Year of composition
The Sonata for violin and piano Op. 12, was commissioned by my friend and great violin player Mª Antònia Pons-Estel to be performed within the frame of a concerts cycle organised by the Instituto Cervantes and being held at the Salle d’Honeur at Les Invalides in Paris.
The sonata was composed during the months of Septemb er and November 2002. It is divided in three movements:
I Sostenuto. Allegro ruvido
The movement begins with a canon at the octave in three voices, calm and highly expressive and increasing the tension little by little flowing into the allegro in a sonata form and a tough character. In this introduction all the melodic and thematic elements from which derives the greatest part of the whole work are exposed. The first theme in the allegro clearly derives from the melodic turn of the first introductory bars, it is very vigorous. This theme which goes from one instrument to the other develops briefly melting and relaxing into a transition to introduce the second theme a bit quieter and melodic. Elements belonging to the two previous themes appear in the development section treated in a counterpoint manner. In the re-exposition, the order of the themes is inverted.
II Lento. Poco adagio
This movement is written in a re-expositive ternary form treated very freely. It starts with a few mysterious bars with harmonics on the violin and some superposed fifths on the piano. A lyric theme comes forth on the piano passing through to the violin with damper. After a short interjection, dolente, in the score, this theme develops into a calmed dialogue between the two instruments getting to the central section, in a 5/8 beat, melodically derived from the first theme in the previous movement. A brief summary and reminder of the first theme leads to the initial bars marking the end of the movement.

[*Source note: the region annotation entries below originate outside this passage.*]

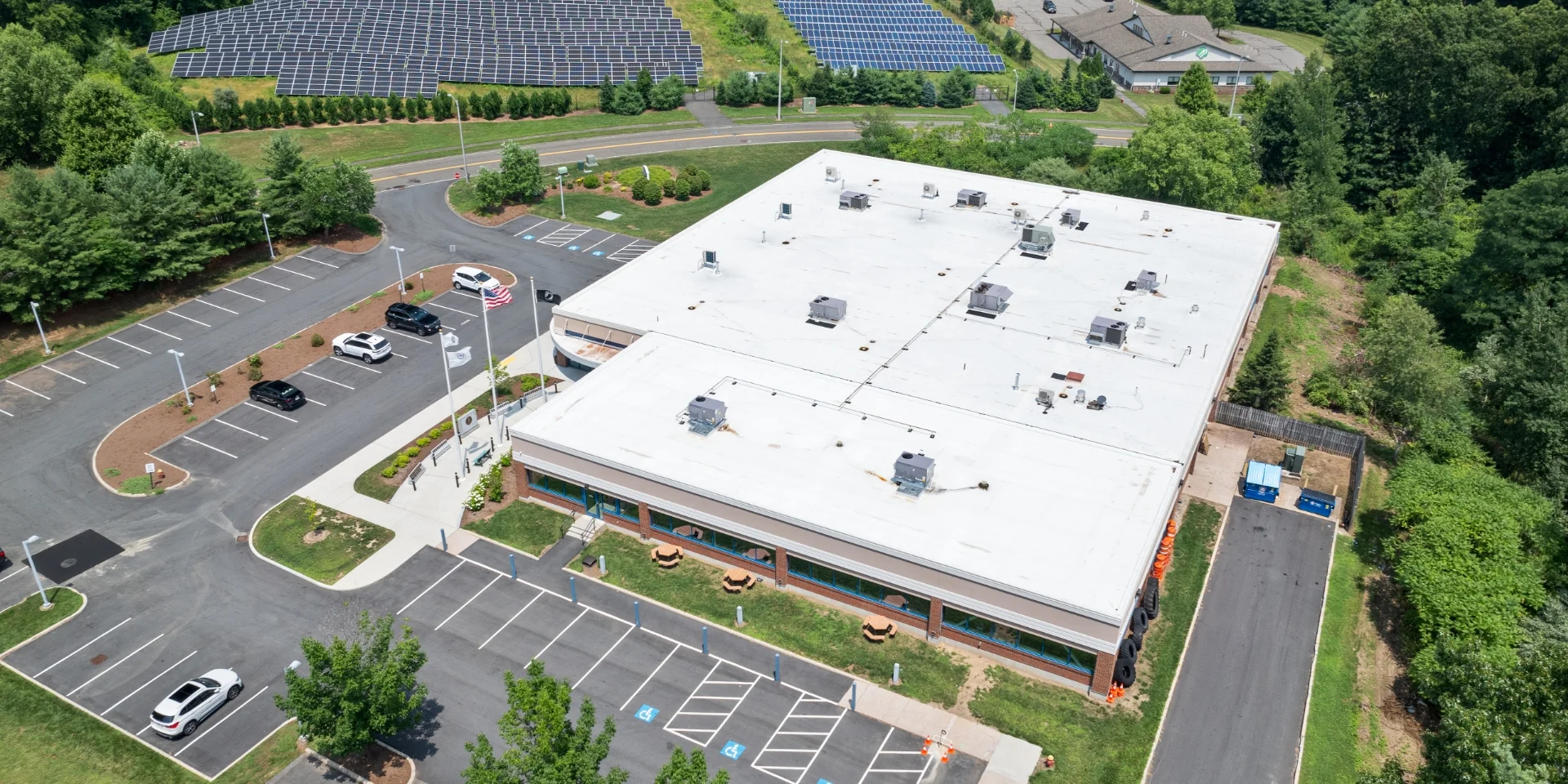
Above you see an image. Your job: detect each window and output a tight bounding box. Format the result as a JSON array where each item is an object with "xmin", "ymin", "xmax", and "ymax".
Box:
[
  {"xmin": 942, "ymin": 607, "xmax": 1094, "ymax": 675},
  {"xmin": 789, "ymin": 555, "xmax": 931, "ymax": 617}
]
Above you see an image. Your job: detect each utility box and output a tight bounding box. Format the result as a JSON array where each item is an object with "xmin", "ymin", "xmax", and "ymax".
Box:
[{"xmin": 1242, "ymin": 460, "xmax": 1280, "ymax": 503}]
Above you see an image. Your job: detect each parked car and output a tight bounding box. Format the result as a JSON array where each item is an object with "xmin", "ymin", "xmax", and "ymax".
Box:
[
  {"xmin": 152, "ymin": 670, "xmax": 245, "ymax": 737},
  {"xmin": 387, "ymin": 303, "xmax": 441, "ymax": 336},
  {"xmin": 452, "ymin": 266, "xmax": 500, "ymax": 292},
  {"xmin": 251, "ymin": 381, "xmax": 304, "ymax": 411},
  {"xmin": 332, "ymin": 332, "xmax": 392, "ymax": 365}
]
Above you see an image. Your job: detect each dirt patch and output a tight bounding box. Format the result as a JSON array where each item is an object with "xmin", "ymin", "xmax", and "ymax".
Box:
[{"xmin": 92, "ymin": 264, "xmax": 516, "ymax": 491}]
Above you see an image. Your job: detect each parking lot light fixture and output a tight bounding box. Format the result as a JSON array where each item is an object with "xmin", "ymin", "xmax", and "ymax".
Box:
[
  {"xmin": 22, "ymin": 535, "xmax": 55, "ymax": 610},
  {"xmin": 169, "ymin": 348, "xmax": 196, "ymax": 408}
]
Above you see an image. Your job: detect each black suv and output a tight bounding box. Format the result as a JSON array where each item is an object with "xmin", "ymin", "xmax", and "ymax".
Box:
[
  {"xmin": 251, "ymin": 381, "xmax": 304, "ymax": 411},
  {"xmin": 387, "ymin": 303, "xmax": 441, "ymax": 336}
]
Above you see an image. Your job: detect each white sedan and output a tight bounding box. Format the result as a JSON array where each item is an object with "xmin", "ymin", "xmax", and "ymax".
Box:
[{"xmin": 332, "ymin": 332, "xmax": 392, "ymax": 365}]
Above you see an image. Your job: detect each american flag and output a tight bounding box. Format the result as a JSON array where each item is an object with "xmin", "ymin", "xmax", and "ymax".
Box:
[{"xmin": 483, "ymin": 285, "xmax": 511, "ymax": 310}]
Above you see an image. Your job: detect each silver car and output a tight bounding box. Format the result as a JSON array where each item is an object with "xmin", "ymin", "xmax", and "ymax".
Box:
[{"xmin": 152, "ymin": 670, "xmax": 245, "ymax": 737}]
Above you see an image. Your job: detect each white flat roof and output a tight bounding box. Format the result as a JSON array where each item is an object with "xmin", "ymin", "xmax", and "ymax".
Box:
[{"xmin": 516, "ymin": 150, "xmax": 1278, "ymax": 622}]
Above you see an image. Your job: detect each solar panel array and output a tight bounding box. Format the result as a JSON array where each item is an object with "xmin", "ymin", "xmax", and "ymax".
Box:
[
  {"xmin": 147, "ymin": 0, "xmax": 702, "ymax": 97},
  {"xmin": 777, "ymin": 0, "xmax": 1005, "ymax": 72}
]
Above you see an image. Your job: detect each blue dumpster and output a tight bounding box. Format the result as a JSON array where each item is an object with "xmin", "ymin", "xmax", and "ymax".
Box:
[
  {"xmin": 1295, "ymin": 488, "xmax": 1339, "ymax": 518},
  {"xmin": 1242, "ymin": 460, "xmax": 1280, "ymax": 503}
]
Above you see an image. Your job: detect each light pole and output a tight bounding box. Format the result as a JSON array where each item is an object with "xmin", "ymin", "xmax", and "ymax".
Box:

The last movement is more complex in its structure, apparently, it is a rondó but some variants have been introduced. The first theme, an ostinato, derives melodically from the beginning of the piece but with many rhythmic variations. The second theme of a passionate character shows a great contrast with the first one repeating immediately some bits getting to a climax that remains suspended. A sudden change in the tempo reminds for a moment the dolente character of the II movement. A very agitated section developing the two main themes bursts in, vigorous and full of rhythmic changes. Before the final coda, deriving from the first theme, which marks the brilliant end of the piece, a part of the canon in the beginning is re-exposed.